At first, the diagnosis was bacterial meningitis, a disease that can become fatal if it's not treated quickly.

New Jersey doctors began running tests to try and diagnose exactly what it was.

"It just affected my brain, so they were doing every kind of test in the world on it," Melissa said.

After a week of tests, doctors determined that it was viral meningitis, not bacterial, that plagued Melissa, but something still wasn't right. After a final test, doctors realized it was West Nile Meningitis.

"I'm a really healthy person and I never get sick. I could never have fathomed how miserable this is," Melissa said. "Every single day, like my voice is shaky weeks after I've contracted it and I can't do little things like moving a coaster on the table because I couldn't extend my arm."

After discussion with doctors trying to determine where she may have contracted the disease, Melissa strongly believes she got it during a layover in Austin. Texas sees 60 percent of all West Nile cases in the United States.

Dr. Joe Sasin, medical director of UMC emergency room, says Melissa's form of West Nile is on the rise.

"It's more common this year," Sasin said. "Usually people get the self-limited form, but this year we're seeing patients with a very aggressive form. There have been 240 cases reported to the CDC and 40 percent of those who contract the severe form don't make it."

For Melissa's mother the entire process was terrifying.

"Words like brain fluid and bacterial and meningitis - all those kinds of words - and spinal tap, I needed Mel (Melissa's father) to get up there for me because I didn't know what I was about to hear," she said.

Melissa is not contagious. The disease can only be spread after a mosquito bites an infected animal and then bites a person, but people need to remember the three D's.

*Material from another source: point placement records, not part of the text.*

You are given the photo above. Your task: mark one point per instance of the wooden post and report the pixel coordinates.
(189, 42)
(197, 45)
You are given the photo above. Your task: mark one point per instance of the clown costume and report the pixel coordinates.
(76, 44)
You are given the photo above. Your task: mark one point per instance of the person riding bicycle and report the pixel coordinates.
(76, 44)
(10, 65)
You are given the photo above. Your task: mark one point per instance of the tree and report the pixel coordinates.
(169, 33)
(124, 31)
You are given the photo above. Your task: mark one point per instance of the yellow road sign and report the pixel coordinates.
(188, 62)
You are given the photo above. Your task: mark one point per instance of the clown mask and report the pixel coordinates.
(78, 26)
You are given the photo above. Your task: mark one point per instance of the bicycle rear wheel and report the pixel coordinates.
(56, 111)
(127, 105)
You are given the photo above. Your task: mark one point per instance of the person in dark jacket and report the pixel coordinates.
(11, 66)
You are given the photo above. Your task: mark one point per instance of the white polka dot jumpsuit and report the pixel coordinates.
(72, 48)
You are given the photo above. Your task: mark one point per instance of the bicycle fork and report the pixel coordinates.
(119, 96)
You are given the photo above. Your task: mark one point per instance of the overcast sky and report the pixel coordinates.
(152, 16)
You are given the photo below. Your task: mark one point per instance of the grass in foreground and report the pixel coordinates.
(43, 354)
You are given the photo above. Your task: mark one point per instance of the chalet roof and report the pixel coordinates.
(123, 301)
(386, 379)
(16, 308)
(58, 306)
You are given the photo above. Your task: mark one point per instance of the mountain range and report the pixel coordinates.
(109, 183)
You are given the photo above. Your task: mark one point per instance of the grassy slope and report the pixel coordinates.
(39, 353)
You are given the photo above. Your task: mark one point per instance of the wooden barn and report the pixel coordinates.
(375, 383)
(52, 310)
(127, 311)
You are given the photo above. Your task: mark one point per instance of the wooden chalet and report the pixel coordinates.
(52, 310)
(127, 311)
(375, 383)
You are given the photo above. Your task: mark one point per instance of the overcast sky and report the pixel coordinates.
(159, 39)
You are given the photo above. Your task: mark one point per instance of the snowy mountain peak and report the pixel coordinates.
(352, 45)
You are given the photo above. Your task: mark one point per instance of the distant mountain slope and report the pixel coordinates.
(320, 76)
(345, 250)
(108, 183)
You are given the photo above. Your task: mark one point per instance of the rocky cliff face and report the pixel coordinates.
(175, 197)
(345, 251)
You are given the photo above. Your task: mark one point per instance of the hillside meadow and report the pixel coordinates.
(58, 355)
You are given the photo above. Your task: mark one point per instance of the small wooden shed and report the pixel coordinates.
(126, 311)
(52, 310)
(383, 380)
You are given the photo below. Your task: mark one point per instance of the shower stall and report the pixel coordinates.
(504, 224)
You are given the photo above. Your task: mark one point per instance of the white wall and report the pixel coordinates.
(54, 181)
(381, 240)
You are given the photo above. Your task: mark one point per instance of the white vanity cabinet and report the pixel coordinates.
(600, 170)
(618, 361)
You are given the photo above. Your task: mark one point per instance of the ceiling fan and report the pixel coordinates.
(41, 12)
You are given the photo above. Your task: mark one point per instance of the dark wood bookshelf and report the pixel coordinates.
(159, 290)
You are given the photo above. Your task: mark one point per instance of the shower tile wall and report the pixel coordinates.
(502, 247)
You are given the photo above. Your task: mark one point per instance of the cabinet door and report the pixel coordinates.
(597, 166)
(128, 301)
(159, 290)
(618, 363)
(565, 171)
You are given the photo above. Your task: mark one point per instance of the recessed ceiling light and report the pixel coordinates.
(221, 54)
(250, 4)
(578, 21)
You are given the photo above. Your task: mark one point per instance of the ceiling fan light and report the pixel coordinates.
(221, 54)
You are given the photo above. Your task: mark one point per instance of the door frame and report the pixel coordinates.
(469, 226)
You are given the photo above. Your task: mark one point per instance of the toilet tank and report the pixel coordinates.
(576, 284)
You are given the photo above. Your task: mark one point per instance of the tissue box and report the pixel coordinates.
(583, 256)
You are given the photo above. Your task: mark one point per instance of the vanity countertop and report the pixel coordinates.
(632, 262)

"The first D is Defense and that's Deet, which is OFF and you should cover the exposed areas of your skin. The second D is Drain which means any standing water needs to be gone. The third D is Dusk and Dawn - in other words the most frequent time that you will be bit and when mosquitoes are most active," Sasin said

There is no exact timetable for when Melissa will fully recover, but doctors said she can return to work in about three weeks.